Periodic Reporting for period 2 - POSTURE (Posture and bodily movements in the Bible and biblical religions)
Período documentado: 2024-08-01 hasta 2025-07-31
POSTURE intersects two scientific fields, i.e. the semantics of Biblical Hebrew/Aramaic (BH/BA) and the anthropology of the biblical world and related contexts. From a linguistic point of view, verbs of posture and motion show several interesting idiomatic and metaphorical usages, being used to express also abstract concepts and grammatical aspects. From a socio-anthropological point of view, posture and body language can express real or assumed power relationships and hierarchies. They can serve as “externalizers” of status, gender, age, and physical weakness. Self-positioning and patterns of movement serve to establish, express, and maintain group identity. Moving towards a person is also a special kind of social act, indicating the desire to interact or to obtain something (e.g. information, protection, friendship, help), while maintaining a distance may indicate hostility, self-protection, respect, or dominance over others. Specific body movements are associated with honourable behaviour toward an elder or an authority, whereas intentional transgressions of official etiquette are sign of open contrast and provocation.

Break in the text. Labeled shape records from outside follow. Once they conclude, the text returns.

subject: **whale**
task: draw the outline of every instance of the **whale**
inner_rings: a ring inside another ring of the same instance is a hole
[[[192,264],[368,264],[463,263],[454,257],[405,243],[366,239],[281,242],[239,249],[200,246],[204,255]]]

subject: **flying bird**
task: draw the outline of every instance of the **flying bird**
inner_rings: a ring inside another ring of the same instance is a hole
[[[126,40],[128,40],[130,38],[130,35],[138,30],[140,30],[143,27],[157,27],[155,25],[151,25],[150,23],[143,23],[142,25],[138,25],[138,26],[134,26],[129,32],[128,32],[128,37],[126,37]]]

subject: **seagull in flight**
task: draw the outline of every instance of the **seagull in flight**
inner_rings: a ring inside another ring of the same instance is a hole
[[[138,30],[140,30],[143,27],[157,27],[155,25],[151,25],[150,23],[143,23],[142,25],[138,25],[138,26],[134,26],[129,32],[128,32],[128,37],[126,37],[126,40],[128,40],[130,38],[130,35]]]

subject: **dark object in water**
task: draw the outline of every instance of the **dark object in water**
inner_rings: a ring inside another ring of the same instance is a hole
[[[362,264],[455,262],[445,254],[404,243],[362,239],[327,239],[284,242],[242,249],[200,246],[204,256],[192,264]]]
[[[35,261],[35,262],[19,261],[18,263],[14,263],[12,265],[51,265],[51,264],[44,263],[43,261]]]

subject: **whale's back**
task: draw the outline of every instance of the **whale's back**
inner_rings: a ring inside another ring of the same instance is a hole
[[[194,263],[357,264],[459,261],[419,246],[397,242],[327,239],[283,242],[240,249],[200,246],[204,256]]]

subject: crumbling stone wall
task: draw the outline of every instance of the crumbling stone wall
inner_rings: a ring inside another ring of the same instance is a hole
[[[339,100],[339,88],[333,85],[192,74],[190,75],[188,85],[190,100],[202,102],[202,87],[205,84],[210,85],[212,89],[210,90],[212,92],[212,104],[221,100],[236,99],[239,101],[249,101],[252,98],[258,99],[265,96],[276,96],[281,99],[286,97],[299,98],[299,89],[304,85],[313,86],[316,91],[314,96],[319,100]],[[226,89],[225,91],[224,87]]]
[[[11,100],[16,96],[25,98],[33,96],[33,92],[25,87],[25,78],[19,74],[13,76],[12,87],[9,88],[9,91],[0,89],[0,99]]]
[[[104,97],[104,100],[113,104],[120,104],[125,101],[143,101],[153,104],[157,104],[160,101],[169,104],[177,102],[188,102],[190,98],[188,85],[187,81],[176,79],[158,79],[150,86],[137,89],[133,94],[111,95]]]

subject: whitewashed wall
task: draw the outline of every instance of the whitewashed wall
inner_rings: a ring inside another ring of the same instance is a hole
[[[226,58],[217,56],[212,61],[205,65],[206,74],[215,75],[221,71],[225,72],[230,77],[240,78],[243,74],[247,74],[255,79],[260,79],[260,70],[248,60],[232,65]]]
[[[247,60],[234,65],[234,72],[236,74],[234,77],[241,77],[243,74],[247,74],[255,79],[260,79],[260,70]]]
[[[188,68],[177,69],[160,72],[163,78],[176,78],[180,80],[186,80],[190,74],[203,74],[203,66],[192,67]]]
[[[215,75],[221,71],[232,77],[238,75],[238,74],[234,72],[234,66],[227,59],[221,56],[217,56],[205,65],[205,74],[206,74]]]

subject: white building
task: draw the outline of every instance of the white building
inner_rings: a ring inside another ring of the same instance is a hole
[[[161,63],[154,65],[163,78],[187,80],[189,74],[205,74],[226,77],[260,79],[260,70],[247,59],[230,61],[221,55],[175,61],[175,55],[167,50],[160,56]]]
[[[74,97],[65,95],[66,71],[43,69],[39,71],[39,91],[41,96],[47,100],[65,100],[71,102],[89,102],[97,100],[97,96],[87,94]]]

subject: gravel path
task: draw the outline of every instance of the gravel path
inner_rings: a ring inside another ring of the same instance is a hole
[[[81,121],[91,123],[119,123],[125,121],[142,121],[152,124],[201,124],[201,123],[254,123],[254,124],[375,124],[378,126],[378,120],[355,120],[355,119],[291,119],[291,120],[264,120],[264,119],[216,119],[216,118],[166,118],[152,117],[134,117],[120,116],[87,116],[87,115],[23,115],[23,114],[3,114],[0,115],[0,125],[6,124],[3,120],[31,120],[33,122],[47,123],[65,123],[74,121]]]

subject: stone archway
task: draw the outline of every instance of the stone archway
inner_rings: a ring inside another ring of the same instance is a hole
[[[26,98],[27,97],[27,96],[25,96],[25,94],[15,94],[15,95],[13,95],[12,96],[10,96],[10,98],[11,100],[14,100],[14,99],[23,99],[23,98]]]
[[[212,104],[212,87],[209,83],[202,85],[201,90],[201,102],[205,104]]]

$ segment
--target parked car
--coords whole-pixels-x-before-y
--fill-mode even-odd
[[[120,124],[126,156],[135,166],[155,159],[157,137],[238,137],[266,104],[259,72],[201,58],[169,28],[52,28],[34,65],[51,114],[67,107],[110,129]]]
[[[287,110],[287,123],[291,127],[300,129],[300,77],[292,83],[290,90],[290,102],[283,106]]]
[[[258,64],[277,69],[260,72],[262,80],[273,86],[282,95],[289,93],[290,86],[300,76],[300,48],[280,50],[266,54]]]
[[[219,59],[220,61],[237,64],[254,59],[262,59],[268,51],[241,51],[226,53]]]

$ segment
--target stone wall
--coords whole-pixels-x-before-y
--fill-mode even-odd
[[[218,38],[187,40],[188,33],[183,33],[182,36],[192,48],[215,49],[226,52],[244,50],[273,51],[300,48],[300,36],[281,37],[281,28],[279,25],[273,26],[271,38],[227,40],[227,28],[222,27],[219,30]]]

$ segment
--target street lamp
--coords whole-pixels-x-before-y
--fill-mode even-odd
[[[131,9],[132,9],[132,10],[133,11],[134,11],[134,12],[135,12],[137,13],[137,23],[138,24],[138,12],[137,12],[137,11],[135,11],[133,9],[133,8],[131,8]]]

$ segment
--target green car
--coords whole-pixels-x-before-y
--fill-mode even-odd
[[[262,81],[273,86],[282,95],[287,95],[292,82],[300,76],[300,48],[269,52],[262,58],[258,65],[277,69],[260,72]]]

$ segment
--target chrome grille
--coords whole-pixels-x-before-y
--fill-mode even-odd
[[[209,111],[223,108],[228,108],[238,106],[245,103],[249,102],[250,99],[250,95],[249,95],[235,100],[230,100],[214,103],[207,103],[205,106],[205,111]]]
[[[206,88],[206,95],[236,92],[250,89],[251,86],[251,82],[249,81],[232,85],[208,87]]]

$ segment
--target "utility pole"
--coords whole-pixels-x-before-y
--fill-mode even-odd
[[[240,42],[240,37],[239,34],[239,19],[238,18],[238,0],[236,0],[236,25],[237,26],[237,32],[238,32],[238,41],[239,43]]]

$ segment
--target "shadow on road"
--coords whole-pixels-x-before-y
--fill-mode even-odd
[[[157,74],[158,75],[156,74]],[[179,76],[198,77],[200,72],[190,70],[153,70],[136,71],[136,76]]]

The combination of semantic and anthropological investigations represents the innovation of POSTURE: exploring the semantics of posture and motion verbs in the Hebrew Bible from the social, anthropological and interactional perspectives will allow to rethink the idea of body in this context. Furthermore, the study of the reception of biblical “postures” in different cultural products (translations and exegetical traditions) will shed light on historical and intercultural processes in Antiquity and Late Antiquity.
During the return phase, the scope broadened to interlinguistic comparison with Greek and Aramaic translations, as well as to reception in Jewish and Christian traditions. A corpus of nearly 1,800 occurrences of posture verbs was collected and analyzed, offering a comprehensive picture of their static and dynamic uses.
A central achievement was the organization of the international conference Motion and Posture in the Bible (Rome, May 2024), the first multi-day international conference I curated independently. It extended the methodology of POSTURE to additional verbs, gestures, and languages (Akkadian, Aramaic, Greek, Latin, Syriac, Coptic). I am editing the conference proceedings, which will include two of my contributions and an introduction.
Publications produced during the fellowship include two articles forthcoming in the proceedings volume and one accepted in a peer-reviewed, A-ranked journal. In addition, the results were presented at the Summer School in Languages of the Christian East (Rome, July 2025) and will be discussed at the study day Cognitive Linguistic Approaches to Biblical Hebrew (Amsterdam, November 2025).
To date, we only know these verbs from lexicographical entries in dictionaries. Some studies deal with the polysemy of some of them but limit themselves to describing the meanings they convey in different contexts of use. However, a general theory of such verbs in Hebrew is still lacking.
POSTURE advanced the field in several ways:
- First systematic semantic study of Hebrew posture verbs, integrating aspect and syntax.
- Three-dimensional model of posture/motion semantics, linking static and dynamic phases.
- Connection between linguistic findings and anthropology, showing how body language expressed identity, hierarchy, and social interaction.
- Analysis of the transmission of bodily conceptions across languages and traditions.
- New scholarly resources, while also fostering wider cultural interest in the critical study of the Bible.